As a rule, chancellors don’t give up tax revenue lightly; indeed, I remember a guest speaker at the PPA Festival in 2019 saying that, in his opinion, it just would never happen. Period.

Well, it did, and hats off to the phenomenal lobbying work done by Owen Meredith and his team at the PPA.

Owen spoke in detail about the VAT campaign in our latest podcast. Listening to Owen, you get some interesting insight into what it takes to mount an effective lobbying campaign.
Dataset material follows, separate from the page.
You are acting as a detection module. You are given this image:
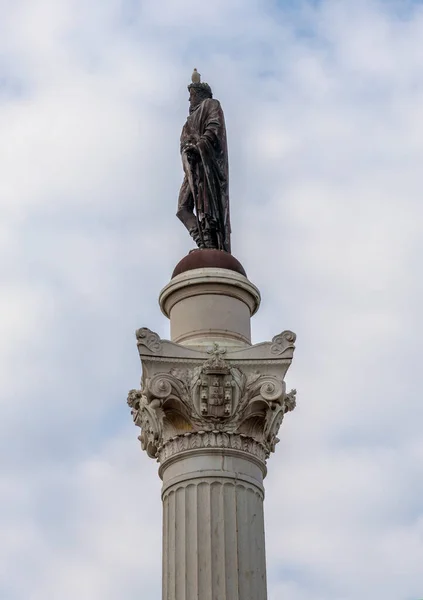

  • Be persistent and be prepared to play the long game. Government policy does not change overnight. Owen joined the PPA as a junior lobbyist in 2014 and VAT was at the top of his to-do list back then.
  • Know your way around Whitehall. In a previous life, he worked as a senior parliamentary advisor for four years. Just prior to Sunak becoming chancellor, Owen met with him face to face to press his case.
  • Choose the right fight and get buy-in from key stakeholders. The VAT fight was winnable. Owen presented it as the “right thing to do”, a “technical correction” needed because the “law hadn’t kept up with technology”. Getting backing from the Cairncross Review and the DCMS select committee were important milestones.
  • Clarity of message and speaking with a unified voice. The PPA worked closely with other trade associations, including the Publishers Association (books) and the NMA (newspapers) to make sure everyone was singing from the same hymn sheet and couldn’t be played off against each other.
  • Be smart. If you can couch your policy aims in the language of the government’s own agenda (“abolish the reading tax to help with levelling up”), you’re more likely to be heard.

It’s not a question of flashy pyrotechnics and shouting the loudest – it’s about doing the serious groundwork, getting your ducks all in a row and sticking at it.

This successful approach bodes well for the tough but hopefully winnable lobbying efforts ahead, over big tech’s monopolistic grip on digital advertising and use of publisher content.